Naleti is a small hamlet along the left bank of the Beas River. This village forms a part of Dehra subdivision of Kangra district of Himachal Pradesh, the hill state of India. Naleti comprises three revenue villages: Bhardyal, Bulla (Pandit), and Samdol.

== Demographics ==
As per 2011 Census, the population of Naleti is 1382.

| Name of Village | Males | Females | Total |
|---|---|---|---|
| Bhardyal | 157 | 177 | 334 |
| Naleti | 276 | 268 | 544 |
| Samdol | 242 | 262 | 504 |
| Total | 675 | 707 | 1382 |

== Geography ==
Naleti is located in Dehra Tehsil of District Kangra.
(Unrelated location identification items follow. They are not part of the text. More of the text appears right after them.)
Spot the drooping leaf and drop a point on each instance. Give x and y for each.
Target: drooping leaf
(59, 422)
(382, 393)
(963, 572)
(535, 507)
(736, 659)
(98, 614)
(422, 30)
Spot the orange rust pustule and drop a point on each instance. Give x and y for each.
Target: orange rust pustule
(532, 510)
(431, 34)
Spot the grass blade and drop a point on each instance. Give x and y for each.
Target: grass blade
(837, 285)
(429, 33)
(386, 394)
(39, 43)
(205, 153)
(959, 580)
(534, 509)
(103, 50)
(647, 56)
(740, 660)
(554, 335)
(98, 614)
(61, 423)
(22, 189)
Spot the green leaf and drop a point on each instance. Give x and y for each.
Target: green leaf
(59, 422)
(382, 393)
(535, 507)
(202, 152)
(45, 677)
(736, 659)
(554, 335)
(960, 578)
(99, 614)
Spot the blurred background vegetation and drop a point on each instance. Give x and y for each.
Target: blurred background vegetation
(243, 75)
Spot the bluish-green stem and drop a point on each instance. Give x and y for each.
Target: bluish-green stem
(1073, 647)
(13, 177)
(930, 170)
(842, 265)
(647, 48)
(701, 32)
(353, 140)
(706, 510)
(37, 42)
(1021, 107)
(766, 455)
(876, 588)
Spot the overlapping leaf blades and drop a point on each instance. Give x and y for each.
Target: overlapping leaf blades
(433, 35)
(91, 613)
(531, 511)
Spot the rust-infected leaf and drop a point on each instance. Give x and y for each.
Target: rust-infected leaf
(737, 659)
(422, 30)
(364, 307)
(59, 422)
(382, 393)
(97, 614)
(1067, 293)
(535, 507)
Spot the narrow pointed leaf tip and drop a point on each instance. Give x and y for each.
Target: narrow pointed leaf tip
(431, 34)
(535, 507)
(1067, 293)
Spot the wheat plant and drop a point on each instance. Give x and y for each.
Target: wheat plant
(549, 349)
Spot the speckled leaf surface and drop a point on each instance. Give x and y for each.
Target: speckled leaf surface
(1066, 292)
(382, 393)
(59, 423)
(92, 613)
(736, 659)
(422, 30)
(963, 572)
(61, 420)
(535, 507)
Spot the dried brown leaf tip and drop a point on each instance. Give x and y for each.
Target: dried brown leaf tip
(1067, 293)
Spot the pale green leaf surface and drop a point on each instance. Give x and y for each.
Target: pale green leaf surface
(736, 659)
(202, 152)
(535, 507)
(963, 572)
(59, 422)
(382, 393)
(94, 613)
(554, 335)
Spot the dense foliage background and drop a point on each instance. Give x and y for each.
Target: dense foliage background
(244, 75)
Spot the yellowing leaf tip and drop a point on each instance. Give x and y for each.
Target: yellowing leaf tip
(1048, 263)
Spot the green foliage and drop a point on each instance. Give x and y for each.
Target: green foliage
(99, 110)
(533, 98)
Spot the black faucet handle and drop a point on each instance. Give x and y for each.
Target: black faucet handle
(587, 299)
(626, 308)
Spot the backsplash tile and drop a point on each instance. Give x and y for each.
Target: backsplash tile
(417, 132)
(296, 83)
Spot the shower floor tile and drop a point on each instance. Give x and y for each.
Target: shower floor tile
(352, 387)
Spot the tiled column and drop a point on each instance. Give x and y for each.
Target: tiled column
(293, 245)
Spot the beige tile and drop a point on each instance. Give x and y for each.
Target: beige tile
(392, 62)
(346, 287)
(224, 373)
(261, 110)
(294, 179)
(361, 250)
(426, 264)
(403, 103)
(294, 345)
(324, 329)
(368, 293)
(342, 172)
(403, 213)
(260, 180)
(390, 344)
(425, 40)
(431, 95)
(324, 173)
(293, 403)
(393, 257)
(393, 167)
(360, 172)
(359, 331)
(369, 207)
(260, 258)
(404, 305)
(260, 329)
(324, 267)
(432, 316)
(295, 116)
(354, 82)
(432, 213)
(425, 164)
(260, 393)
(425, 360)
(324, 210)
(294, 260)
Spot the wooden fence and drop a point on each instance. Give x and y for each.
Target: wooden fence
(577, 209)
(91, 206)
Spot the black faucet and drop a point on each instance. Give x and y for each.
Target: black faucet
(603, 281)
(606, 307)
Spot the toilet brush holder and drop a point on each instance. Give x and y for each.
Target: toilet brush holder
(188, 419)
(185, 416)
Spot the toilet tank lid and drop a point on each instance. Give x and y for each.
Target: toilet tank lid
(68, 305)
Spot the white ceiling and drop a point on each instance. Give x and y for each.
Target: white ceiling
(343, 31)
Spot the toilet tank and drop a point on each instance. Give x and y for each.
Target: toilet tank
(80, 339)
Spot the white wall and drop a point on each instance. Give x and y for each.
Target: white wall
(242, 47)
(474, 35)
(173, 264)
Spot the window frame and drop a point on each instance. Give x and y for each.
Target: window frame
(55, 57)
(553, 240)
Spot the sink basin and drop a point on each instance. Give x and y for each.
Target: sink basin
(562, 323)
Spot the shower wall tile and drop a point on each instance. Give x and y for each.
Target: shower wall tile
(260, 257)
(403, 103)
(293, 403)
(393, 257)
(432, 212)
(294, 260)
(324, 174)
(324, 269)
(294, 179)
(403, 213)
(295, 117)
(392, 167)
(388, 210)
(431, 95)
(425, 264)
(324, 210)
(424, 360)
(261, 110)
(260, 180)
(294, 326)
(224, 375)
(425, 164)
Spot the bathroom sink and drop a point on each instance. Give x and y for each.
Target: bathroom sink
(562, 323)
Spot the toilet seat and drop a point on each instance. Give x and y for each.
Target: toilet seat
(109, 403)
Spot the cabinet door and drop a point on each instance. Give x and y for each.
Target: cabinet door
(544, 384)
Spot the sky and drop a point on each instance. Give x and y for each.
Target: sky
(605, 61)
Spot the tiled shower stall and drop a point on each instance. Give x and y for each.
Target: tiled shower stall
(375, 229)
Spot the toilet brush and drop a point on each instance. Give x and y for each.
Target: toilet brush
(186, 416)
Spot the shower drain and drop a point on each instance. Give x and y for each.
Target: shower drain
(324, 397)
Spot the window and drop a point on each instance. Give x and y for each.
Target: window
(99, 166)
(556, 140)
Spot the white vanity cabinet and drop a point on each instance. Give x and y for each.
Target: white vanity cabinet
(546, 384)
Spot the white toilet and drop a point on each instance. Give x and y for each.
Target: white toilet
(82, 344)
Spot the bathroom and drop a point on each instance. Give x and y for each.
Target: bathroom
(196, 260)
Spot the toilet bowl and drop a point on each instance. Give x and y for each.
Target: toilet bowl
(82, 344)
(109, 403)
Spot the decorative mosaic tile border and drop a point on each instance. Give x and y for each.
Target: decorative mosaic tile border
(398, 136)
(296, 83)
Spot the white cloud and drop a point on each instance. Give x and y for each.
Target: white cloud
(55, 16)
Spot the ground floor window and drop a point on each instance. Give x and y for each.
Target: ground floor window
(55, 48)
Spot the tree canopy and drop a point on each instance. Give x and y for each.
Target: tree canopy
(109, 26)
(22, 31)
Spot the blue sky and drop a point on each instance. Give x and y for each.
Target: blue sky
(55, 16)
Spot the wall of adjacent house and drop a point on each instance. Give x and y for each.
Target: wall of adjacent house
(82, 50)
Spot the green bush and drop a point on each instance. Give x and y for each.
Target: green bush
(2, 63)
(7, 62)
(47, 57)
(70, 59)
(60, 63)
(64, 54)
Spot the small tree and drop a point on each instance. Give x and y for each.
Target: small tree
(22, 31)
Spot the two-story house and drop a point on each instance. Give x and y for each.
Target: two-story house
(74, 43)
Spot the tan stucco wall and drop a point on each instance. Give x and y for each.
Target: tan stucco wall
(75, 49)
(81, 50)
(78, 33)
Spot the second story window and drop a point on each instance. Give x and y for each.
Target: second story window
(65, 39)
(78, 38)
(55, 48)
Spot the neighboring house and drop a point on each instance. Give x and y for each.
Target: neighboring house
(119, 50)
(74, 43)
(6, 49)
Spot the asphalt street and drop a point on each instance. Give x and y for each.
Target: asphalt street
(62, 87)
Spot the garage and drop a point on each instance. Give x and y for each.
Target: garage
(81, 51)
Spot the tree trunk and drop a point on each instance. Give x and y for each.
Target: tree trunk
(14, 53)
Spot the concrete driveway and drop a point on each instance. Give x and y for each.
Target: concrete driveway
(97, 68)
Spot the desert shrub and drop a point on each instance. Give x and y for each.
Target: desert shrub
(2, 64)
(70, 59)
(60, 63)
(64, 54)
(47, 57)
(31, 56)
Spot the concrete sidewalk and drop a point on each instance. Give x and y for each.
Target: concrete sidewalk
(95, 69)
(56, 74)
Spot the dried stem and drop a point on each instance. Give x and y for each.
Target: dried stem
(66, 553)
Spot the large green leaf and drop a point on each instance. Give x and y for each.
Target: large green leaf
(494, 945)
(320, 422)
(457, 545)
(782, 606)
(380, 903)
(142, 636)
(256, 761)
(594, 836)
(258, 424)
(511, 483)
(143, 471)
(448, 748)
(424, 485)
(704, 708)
It is just 2 km each from Sunhet and Nehran Pukhar both located At National Highway 503.

Naleti is famous for its seven villages.

Bhardyal segment comprises Bhardiyal, Kaachh and Jakharad villages

Samdol segment comprises Buhla and Samdol villages

Naleti segment comprises Kurad (Thathla) and Upla Duar villages

The village lies in between Kulahar khadd bordering the North eastern boundary of the village and Balla khad in the South just below the Kendriya Vidyalya.

== Education ==
There are numerous educational institutes within the village and the close vicinity. Kendriya Vidyalaya Naleti is the prominent school in Naleti, managed by the Ministry of Education, Govt of India.

Vedvyas campus of Central Sanskrit University (earlier known as Rashtriya Sanskrit Samsthanam, a Deemed University run by Ministry of Education, Govt of India is located in Balahar, which lies in Ward No 7 Masot in Naleti Village Panchayat.

Govt. Senior Secondary School Pragpur is located on the Southern border of Naleti.

There is also a state government run middle school and a primary school.